Since performance is really pivotal here, I think it would make sense to start with a set of benchmarks first, so that we can set goals and track the improvements. Let’s keep it very simple, yet representative of chemist’s everyday work. Here are some ideas:
Rendering
Dataset: 1,000 random Chembl molecules
Goal: make rendering seamless with no visual lags (currently, RDKit is slower than OpenChemLib in that area)
- Render 1,000 molecules (overall rendering performance)
- Render 20 molecules 100 times (horizontal scrolling)

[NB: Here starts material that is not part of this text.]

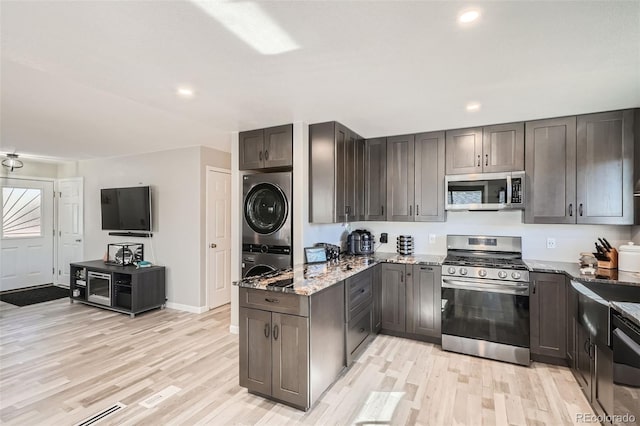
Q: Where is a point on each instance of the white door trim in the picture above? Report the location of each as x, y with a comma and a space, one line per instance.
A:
206, 232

- Render 20 molecules 100 times with a sliding window (vertical scrolling)
Substructure Search
Dataset: 100,000 random Chembl molecules
Goal: make substructure search in 1 million molecules an interactive experience
Let’s start with substructures, and ignore complex SMARTS for the moment. For each test, we will be doing two searches (first one might involve calculating the fingerprints that we can speculatively do in the background)
- Search for benzene ring
- Search for aspirin
Similarity Search
Dataset: 100,000 random Chembl molecules
Goal: make similarity search in 1 million molecules an interactive experience
- Find 50 most similar molecules to 10 random molecules
Miscellaneous
- R-group analysis (need a good datasets for that)
- Computing Lipinski properties for 100K molecules